大片大片的青稞从脚下铺展出去,一直绵延到远处的山脚,像谁抖开了一整匹莹润的绿绸,松松地覆在高原起伏的脊背上。
她瞬间忘了晕车的昏沉,猛地趴在车窗上,鼻尖几乎贴着冰凉的玻璃。
高原的阳光从云层的缝隙里漏下来,一束一束地落在青稞田里,把那些正在灌浆的穗子照得发亮。每一株青稞都被镀上了一层淡金色的晕,穗尖毛茸茸的,像婴儿的胎发,像初生的绒毛。
山风再一吹,整幅绿绸便漾开了层层褶皱,一波推着一波,从近处的田埂往天边漫去。
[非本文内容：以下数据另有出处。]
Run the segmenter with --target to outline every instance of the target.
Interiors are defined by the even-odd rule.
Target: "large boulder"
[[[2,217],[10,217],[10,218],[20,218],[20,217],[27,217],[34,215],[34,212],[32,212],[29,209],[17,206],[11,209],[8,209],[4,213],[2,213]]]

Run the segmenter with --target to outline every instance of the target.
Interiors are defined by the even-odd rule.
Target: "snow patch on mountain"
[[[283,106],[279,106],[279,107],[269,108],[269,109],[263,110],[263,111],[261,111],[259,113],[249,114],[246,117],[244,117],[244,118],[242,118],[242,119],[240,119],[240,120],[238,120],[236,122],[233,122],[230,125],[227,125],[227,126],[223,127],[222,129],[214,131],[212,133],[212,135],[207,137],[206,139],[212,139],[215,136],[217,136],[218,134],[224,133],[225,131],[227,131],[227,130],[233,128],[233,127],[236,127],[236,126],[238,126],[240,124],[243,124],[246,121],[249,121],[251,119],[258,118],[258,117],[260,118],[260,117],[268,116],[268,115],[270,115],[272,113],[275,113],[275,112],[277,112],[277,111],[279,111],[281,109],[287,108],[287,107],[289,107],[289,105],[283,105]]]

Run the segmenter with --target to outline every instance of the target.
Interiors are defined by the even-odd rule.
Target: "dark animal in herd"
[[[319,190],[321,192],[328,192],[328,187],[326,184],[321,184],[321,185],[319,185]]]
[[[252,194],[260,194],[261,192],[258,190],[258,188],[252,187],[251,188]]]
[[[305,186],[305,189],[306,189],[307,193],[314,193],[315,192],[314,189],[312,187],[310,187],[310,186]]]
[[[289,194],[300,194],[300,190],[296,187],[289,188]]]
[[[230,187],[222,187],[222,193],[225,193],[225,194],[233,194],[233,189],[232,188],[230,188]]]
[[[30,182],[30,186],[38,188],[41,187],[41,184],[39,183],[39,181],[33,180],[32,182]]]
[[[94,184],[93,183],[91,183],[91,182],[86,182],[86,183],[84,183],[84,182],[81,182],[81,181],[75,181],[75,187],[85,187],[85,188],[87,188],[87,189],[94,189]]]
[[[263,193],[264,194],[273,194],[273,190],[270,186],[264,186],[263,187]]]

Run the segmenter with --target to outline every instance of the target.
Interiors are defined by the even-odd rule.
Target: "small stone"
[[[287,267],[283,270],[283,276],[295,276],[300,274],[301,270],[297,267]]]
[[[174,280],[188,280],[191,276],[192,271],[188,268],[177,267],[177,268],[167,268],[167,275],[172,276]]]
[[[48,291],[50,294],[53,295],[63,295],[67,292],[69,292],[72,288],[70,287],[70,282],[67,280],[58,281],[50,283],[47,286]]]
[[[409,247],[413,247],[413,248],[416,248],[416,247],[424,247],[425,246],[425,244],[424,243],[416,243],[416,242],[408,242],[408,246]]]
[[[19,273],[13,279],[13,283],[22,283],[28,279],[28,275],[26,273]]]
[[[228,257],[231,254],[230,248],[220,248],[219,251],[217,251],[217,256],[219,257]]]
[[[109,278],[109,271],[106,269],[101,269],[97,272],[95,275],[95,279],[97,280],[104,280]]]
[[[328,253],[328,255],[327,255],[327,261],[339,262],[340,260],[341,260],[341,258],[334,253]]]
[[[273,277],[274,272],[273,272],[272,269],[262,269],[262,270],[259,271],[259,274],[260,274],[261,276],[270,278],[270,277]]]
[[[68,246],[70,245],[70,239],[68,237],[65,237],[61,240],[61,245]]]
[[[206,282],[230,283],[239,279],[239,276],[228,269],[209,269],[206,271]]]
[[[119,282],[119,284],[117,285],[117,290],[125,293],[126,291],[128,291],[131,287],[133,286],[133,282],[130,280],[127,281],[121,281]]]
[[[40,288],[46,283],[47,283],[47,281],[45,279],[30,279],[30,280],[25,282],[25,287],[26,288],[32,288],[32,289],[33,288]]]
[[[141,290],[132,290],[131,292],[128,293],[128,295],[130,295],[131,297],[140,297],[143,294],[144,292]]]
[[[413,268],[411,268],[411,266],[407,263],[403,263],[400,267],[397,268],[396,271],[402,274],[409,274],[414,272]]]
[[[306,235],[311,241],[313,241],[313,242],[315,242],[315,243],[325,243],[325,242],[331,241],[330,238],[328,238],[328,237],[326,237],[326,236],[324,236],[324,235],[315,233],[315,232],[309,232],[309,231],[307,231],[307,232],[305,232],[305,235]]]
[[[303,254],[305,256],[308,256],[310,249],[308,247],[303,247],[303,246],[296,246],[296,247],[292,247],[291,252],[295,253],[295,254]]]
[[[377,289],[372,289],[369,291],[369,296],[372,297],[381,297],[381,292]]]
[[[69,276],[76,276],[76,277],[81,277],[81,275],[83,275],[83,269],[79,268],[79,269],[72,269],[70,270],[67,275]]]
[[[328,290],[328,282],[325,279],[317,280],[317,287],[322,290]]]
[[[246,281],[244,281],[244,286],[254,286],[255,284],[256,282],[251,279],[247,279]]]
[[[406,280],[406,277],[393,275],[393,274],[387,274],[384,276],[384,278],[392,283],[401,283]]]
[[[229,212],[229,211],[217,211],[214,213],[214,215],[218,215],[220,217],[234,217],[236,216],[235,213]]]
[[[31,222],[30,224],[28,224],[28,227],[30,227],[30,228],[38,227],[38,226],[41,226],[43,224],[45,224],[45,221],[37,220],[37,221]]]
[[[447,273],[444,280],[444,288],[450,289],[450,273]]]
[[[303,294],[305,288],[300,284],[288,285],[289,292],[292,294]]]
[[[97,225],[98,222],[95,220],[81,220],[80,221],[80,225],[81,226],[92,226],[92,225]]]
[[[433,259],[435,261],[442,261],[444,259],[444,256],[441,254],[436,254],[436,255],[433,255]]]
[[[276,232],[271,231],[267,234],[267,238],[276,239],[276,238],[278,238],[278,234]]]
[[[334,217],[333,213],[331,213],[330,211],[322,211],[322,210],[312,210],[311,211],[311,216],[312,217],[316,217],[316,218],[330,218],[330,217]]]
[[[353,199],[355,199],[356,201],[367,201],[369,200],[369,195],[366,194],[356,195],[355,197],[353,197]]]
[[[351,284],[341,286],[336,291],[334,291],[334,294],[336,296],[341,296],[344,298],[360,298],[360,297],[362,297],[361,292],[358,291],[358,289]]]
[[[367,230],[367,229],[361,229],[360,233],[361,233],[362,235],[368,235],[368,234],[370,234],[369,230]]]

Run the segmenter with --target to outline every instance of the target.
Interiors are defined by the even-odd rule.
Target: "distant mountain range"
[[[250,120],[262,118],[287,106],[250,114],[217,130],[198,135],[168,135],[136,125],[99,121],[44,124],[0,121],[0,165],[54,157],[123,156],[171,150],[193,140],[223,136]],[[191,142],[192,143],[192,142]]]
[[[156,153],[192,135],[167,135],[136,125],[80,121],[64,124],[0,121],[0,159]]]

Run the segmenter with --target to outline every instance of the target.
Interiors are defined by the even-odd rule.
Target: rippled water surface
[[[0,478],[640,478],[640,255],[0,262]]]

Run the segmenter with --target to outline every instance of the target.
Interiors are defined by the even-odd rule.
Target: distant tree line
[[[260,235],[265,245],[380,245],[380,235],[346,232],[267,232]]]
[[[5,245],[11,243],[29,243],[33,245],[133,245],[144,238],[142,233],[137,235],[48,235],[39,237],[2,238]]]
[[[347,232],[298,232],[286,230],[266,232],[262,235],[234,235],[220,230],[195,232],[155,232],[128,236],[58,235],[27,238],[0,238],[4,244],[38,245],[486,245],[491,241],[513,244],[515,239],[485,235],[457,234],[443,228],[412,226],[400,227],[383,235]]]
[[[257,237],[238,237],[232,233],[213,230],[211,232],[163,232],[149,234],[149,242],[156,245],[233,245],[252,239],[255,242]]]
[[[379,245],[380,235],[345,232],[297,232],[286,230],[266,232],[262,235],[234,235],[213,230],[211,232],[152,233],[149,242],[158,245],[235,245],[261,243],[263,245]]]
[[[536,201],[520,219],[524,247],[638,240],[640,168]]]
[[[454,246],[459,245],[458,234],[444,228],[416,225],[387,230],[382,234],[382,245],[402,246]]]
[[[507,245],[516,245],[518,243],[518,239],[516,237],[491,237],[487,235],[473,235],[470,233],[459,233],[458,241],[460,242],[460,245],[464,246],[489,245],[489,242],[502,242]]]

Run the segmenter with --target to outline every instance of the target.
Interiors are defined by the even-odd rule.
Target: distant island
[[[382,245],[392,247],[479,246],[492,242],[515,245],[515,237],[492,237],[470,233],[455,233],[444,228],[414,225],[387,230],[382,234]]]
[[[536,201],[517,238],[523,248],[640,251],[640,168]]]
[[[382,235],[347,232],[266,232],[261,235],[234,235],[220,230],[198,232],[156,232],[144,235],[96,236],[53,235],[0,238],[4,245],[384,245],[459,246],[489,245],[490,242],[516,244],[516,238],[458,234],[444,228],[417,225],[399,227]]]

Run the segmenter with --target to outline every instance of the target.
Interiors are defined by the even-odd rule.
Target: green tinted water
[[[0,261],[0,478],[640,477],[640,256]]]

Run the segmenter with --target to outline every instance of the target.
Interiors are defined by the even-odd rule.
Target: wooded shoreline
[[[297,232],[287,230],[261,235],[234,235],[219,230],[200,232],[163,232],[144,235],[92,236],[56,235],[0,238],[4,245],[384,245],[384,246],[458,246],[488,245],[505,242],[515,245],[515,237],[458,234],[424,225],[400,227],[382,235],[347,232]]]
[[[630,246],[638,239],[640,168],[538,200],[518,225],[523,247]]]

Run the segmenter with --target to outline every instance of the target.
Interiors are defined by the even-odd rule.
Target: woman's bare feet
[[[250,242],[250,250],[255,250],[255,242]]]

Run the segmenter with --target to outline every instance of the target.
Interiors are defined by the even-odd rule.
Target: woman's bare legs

先是掠过脚下连绵的青稞田,再卷过更远处顺着河谷山势铺展开的连片水稻,层层叠叠的稻浪跟着一同翻涌,一直推到覆着终年积雪的贡嘎雪山脚下。
蓝得透亮的天低低压在雪山顶上,阿伊莎定定地看着眼前的景象,不由得想,这裹挟着绿浪往前奔的风里,一定藏着稻穗灌浆的清甜气。
那是在海拔三千多米的高原上,从曾被认为“种不出水稻”的土地里,长出来的、活生生的希望。
光是隔着起了薄雾的大巴车窗看,根本压不住她心里翻涌的劲。
她没顾得上跟身边昏昏欲睡的导师、同伴打一声招呼,上半身猛地往前倾,指尖先快速掰开了车窗的安全锁扣,跟着双手扣住窗沿,用劲往侧边一推,把紧闭了大半天的车窗推开了大半。
车窗刚推开的瞬间,青稞混着水稻的清冽气息,就裹着被雪山融水浸过的高原冷风,迎面扑了满脸,瞬间冲散了车厢里闷了一路的汽油味和空调浊气。
她下意识闭上眼,微微仰起脸,任由风扫过她发烫的脸颊,仔仔细细接住每一缕钻进鼻腔的鲜活气息。
是野的、活的,裹着高原黑沃土和正午阳光的生气,不是城市里修剪过、包装过的甜腻花香,更不是戈壁滩上裹着沙土的干冷风。
这股气息顺着鼻腔钻进去,沿着喉咙往下沉,一直落到胸腔最深处,像一双厚实温热的手,稳稳地、缓缓地,把她悬了好几年、在戈壁风沙里无处安放的心,完完整整托住了。
她从来没有在贫瘠如新疆的地方,被粮食拥抱过。